Vaintè croó alegremente.

—Leal Stallan, me equivoqué contigo. Mientras yo me ocultaba aquí rumiando mi sorda rabia tú estabas haciendo lo que pondrá fin a mi exilio. Recordándoles la existencia de los ustuzou. Mostrándoles lo que los ustuzou hicieron y volverán a hacer. Hay ustuzou ahí fuera que están pidiendo a gritos ser muertos. Pronto acudirán de nuevo a mí, Stallan, porque recordarán que matar ustuzou es algo en lo que soy muy buena. Hemos cometido nuestros errores…, y hemos aprendido de ellos. A partir de ahora sólo serán tranquilas y eficientes matanzas. Del mismo modo que arrancamos las frutas de un árbol para alimentar a los animales, igual arrancaremos a esos ustuzou. Hasta que el árbol quede desnudo y hayan desaparecido todos y Gendasi sea yilanè en toda su enorme extensión.
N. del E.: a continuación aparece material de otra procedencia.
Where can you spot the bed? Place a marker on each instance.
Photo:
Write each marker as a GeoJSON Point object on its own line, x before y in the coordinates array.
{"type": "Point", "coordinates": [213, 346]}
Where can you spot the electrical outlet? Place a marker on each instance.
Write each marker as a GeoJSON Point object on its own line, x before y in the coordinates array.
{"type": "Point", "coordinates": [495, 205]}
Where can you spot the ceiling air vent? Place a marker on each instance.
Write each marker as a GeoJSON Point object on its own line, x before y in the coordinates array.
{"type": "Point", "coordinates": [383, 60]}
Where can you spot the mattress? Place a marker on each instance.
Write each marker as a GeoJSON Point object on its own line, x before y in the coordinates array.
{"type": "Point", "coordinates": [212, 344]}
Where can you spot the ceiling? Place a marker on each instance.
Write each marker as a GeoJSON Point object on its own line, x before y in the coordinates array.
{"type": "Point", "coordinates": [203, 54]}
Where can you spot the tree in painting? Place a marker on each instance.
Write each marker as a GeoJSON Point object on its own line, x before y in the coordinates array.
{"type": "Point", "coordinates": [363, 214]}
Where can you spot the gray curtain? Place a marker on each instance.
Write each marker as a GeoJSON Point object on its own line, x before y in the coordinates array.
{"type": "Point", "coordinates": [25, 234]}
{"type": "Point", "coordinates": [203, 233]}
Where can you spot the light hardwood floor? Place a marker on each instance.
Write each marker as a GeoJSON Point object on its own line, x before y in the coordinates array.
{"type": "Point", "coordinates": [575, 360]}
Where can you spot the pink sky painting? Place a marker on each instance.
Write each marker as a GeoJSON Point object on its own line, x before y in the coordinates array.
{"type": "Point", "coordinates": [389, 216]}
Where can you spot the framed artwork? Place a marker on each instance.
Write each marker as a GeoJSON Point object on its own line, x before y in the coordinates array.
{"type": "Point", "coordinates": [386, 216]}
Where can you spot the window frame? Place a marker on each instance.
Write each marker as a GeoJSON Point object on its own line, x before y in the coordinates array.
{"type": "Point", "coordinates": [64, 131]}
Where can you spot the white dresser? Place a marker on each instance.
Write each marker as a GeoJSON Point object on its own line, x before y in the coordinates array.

—Me uniré a ti en eso, Vaintè. Ese es nuestro destino y eso es lo que hay que hacer. Llegará un día en que el cráneo del último ustuzou cuelgue de los espinos del Muro de la Memoria. —Stallan hablaba suavemente y con gran sinceridad—. Y serán tus manos las que lo colgarán allí, Vaintè. Sólo las tuyas.